Un vulgaire différend entre automobilistes… Il n’est pas encore midi, le 18 mars 2018. Il y a la queue, le long de la place Joseph-Gardet, dans le centre-ville de Cournon. Au volant de son Audi, Hicham Zine Eddine, accompagné d’Éric Trameçon, prend la voie de gauche et remonte la file de voitures. Au bout de la place, il coupe la route au premier véhicule, dans lequel se trouvent Jean-Louis Polpatelli et un ami, pour se rabattre avenue de la Libération. « J’ai regardé dans mon rétro, ils me faisaient des doigts d’honneur », affirme l’accusé.
Hicham Zine Eddine s’arrête quelques centaines de mètres plus loin, sur le parvis de la Caisse d’Épargne, pour qu’Éric Trameçon aille retirer de l’argent. L’autre automobiliste se gare alors devant la banque pour « lui faire une remontrance », décrit son passager. « Ils sont sortis pour en découdre », assure l’accusé. Une poignée de secondes seulement. Le passager sort de la voiture (ce qu’il conteste contrairement aux témoins).
« Il s’est jeté sur moi, poursuit Hicham Zine Eddine.

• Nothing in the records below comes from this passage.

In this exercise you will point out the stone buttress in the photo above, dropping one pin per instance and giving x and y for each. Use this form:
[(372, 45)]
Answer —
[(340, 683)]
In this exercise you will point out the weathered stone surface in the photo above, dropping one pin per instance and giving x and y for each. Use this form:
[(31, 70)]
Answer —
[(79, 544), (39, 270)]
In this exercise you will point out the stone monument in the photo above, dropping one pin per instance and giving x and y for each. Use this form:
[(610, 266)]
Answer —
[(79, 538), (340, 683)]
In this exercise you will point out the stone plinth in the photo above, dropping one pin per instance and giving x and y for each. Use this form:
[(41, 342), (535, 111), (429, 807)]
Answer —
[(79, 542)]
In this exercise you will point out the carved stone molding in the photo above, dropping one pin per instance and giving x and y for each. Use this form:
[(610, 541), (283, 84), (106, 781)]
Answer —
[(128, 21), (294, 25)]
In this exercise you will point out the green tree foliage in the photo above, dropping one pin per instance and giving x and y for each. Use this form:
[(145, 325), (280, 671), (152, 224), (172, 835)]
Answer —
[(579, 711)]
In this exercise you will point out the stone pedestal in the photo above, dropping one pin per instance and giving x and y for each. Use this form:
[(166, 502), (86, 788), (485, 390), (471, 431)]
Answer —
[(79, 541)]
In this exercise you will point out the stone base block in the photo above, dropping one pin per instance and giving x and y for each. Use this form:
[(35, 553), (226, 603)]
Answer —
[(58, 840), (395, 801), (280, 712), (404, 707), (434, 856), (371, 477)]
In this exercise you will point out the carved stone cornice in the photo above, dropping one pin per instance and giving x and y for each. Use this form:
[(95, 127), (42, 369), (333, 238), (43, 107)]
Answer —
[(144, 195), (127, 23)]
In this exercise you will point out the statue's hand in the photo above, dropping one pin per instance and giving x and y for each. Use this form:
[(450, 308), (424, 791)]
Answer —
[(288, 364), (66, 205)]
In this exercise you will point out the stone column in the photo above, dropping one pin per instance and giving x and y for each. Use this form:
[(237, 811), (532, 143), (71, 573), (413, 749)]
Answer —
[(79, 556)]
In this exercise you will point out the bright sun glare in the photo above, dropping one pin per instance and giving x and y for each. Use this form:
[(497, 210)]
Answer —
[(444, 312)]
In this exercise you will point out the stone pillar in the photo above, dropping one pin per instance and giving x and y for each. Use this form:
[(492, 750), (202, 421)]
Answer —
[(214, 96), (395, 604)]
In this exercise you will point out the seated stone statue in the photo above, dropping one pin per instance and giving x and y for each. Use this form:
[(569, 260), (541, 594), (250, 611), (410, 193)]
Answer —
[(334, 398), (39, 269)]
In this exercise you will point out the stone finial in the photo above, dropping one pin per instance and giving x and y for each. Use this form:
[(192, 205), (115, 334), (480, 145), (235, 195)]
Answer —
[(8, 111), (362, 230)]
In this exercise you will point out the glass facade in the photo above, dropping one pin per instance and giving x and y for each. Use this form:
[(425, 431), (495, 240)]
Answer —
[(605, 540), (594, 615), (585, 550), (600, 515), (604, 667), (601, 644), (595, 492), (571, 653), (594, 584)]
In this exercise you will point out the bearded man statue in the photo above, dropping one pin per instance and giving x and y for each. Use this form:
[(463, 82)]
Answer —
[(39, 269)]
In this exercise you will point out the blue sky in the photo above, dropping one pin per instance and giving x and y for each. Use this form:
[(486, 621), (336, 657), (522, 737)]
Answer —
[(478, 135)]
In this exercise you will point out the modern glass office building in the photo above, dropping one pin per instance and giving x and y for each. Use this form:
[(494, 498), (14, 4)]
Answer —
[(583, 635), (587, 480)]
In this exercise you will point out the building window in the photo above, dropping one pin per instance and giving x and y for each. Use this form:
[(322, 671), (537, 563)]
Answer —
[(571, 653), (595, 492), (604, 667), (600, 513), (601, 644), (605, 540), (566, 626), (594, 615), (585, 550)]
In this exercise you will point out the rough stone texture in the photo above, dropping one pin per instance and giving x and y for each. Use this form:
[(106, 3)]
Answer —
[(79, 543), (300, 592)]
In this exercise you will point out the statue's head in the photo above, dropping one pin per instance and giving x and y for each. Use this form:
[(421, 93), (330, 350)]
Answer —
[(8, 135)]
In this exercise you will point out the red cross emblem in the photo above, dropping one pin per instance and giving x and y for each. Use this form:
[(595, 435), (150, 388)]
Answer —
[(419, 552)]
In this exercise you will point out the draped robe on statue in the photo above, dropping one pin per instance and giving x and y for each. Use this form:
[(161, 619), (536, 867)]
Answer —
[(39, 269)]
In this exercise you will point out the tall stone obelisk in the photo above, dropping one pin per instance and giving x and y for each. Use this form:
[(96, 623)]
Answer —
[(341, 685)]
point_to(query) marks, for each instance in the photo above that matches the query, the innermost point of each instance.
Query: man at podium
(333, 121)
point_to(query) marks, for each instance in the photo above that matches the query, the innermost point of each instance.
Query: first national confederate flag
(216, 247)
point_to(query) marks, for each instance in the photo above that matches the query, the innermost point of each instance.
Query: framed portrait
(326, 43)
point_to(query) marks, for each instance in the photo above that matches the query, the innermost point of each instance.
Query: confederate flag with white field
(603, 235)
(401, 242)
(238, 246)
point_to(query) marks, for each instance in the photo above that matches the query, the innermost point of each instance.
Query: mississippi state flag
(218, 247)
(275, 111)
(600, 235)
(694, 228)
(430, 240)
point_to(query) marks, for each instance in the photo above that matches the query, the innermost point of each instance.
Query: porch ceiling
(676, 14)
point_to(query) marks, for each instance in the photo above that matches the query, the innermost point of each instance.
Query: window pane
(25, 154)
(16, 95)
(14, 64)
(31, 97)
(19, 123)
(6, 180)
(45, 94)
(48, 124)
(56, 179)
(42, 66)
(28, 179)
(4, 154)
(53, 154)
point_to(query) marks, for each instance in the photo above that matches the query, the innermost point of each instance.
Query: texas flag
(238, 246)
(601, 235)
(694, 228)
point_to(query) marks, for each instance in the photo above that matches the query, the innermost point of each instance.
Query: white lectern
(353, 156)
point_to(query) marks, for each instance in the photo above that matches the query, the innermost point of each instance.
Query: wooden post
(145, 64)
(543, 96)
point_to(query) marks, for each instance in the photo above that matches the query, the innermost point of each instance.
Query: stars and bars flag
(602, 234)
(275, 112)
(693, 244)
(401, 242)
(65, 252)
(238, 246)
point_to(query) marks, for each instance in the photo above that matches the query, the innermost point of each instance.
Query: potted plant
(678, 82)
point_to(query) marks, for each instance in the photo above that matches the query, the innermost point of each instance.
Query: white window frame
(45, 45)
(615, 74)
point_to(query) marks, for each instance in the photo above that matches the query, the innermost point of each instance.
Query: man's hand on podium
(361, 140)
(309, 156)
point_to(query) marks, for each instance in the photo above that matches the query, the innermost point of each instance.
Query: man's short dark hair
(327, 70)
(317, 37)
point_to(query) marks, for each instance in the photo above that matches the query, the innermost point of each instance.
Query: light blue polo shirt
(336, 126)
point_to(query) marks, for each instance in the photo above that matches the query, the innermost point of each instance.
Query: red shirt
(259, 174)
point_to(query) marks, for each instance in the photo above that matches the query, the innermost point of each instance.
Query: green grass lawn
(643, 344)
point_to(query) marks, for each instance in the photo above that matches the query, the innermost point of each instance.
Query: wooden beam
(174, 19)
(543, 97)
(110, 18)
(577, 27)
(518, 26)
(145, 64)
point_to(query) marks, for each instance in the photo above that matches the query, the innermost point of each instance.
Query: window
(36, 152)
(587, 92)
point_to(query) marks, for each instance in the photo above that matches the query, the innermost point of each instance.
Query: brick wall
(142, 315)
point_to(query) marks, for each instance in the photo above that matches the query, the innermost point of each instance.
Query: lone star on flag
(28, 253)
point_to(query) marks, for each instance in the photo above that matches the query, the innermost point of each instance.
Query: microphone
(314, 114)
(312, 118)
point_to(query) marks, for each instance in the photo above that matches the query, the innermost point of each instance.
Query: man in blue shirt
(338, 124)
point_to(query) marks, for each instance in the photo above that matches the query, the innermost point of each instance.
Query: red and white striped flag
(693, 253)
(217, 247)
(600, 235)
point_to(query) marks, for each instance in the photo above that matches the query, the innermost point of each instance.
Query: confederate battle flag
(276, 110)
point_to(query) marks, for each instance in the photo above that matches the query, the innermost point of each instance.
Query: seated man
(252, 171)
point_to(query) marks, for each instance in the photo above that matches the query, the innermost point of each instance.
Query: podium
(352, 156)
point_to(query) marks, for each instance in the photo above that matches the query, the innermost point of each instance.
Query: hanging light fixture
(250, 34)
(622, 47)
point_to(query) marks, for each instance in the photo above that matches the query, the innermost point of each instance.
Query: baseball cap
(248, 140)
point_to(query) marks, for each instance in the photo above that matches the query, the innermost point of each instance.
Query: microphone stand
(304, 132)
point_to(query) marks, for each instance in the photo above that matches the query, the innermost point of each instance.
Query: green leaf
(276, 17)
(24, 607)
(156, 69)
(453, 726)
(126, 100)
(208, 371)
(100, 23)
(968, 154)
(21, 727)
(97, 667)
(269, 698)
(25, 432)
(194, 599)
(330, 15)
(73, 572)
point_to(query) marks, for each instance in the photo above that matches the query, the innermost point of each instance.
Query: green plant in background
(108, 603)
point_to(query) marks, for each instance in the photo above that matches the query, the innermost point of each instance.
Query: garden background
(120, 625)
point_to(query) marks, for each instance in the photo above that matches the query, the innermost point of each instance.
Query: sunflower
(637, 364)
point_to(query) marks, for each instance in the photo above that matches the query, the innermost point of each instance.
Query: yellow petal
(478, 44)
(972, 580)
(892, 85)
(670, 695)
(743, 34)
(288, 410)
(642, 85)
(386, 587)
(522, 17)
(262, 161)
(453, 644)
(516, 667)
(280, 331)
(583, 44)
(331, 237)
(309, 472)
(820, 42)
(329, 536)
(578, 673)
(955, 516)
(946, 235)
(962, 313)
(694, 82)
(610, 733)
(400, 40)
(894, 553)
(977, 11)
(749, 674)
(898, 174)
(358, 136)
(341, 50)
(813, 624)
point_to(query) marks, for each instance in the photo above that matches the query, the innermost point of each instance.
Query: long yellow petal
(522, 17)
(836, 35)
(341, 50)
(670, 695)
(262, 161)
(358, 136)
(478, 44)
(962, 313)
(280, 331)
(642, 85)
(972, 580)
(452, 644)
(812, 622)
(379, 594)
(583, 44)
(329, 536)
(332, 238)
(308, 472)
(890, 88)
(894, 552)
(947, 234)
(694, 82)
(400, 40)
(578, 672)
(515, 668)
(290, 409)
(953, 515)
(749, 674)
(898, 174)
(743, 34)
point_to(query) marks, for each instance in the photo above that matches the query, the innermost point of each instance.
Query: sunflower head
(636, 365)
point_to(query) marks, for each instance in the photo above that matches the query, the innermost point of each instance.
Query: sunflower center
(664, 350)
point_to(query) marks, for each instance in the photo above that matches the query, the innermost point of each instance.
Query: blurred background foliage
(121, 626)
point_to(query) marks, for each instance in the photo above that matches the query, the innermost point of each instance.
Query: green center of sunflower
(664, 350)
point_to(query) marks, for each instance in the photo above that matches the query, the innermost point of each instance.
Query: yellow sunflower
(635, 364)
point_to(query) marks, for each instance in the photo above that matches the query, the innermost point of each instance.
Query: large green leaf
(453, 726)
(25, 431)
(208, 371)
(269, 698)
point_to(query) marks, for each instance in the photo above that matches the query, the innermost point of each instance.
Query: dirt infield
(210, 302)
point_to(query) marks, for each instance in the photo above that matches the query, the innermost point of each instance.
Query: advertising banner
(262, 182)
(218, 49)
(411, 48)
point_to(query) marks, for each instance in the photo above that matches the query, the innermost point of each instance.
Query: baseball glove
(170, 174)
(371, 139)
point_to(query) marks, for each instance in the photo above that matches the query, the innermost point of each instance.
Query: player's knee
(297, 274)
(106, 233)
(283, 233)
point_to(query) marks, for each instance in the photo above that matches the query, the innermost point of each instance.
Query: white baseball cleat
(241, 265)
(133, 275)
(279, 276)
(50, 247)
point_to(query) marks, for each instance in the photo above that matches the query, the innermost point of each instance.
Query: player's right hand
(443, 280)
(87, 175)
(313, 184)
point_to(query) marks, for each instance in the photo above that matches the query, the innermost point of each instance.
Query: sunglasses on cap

J’ai mis mes mains devant, il a rebondi sur moi et il s’est retrouvé le cul par terre. »
Jean-Louis Polpatelli, « faible et chétif », s’avance vers Hicham Zine Eddine. Une altercation éclate. « Il m’a insulté et il m’a mis un uppercut du poing gauche. Tout en reculant, j’ai eu ce réflexe, je l’ai giflé. Je n’ai jamais eu la volonté de tuer. » Un témoin parle toutefois d’un « coup de poing de boxeur ». Jean-Louis Polpatelli s’écroule au sol « comme une crêpe ». Il ne bouge plus mais respire encore.
Hicham Zine Eddine tente de le relever. En vain. Le Cournonnais est inconscient. Pendant ce temps, Éric Trameçon poursuit son retrait bancaire. « Je les ai entendus s’engueuler, je me suis retourné et j’ai vu M. Zine Eddine lui mettre une gifle pas très forte », se souvient-il. Le duo repart finalement avec l’Audi, laissant l’automobiliste étendu sur le bitume. La scène n’a duré guère plus d’une minute. « Je suis parti parce que j’avais peur que ça s’envenime avec le passager et que ça se termine en pugilat », affirme l’accusé.
Trente ans encourusRapidement, les témoins affluent et entourent la victime. Les secours sont appelés, l’homme est transporté d’urgence au CHU dans un état critique. Jean-Louis Polpatelli succombe, une semaine plus tard, des suites du traumatisme crânien. Il avait 67 ans, des enfants et des petits-enfants. Il avait été militaire, puis facteur. « Il était à cheval sur les incivilités mais il n’était pas aigri », raconte l’un de ses fils. Pour ce coup fatal, Hicham Zine Eddine, 41 ans, encourt trente années de réclusion criminelle. Accusé de non-assistance à personne en danger, Eric Trameçon, même âge, risque jusqu’à dix ans de prison. Ils seront fixés sur leur sort ce vendredi soir.